If it happens “repeatedly” you must make quite a lot of mistakes. And how is this colleague able to always pick them up? Would agree that he sounds unhelpful but perhaps he is fed up of constantly finding mistakes.

SamphiretheTervosaur · 19/10/2025 10:20

Such people often manufacture errors, others deliberately mislead to cause them. Until you've worked with one such its hard to explain, as any explanation makes you sound petty, ridiculous, unhinged!
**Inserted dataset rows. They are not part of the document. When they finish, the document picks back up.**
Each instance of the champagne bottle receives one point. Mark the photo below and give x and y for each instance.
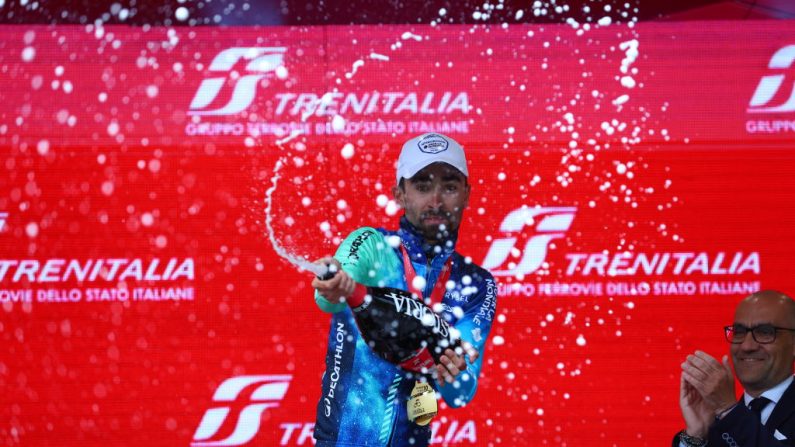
(400, 328)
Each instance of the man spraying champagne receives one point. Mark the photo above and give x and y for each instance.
(367, 398)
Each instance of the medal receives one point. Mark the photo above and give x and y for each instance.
(422, 406)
Redflagsabounded · 19/10/2025 17:21

Slightly louder than him
'Thank you for supporting my training, John, just to let you know, my hearing is fine so there's no need to shout any feedback at me, thank you.'

toomanyidiotseverywhere · 20/10/2025 10:42

Would this be a good idea?

John, I’m sitting right next to you — if you spot something, you can just let me know directly. There’s no need to announce it to the room or look over at the manager each time.

OP posts:
Yellowe · 20/10/2025 10:47

Stop making so many mistakes?

toomanyidiotseverywhere · 20/10/2025 10:54

@Yellowe thanks for the advice. I do make mistakes — that’s true — and it’s something I work on. I’m neurodiverse and my employer is aware of this, which is part of why the role isn’t an ideal fit for me. I’m mentioning it because a lot of replies are focusing only on “stop making mistakes” without acknowledging that public, performative call-outs actually make it harder rather than helping.

He also does this even when I’m simply confirming a piece of information, so it isn’t always about correcting an error — it’s the way he draws attention to it. I’m honestly considering leaving because the way this is handled at work feels quite undermining.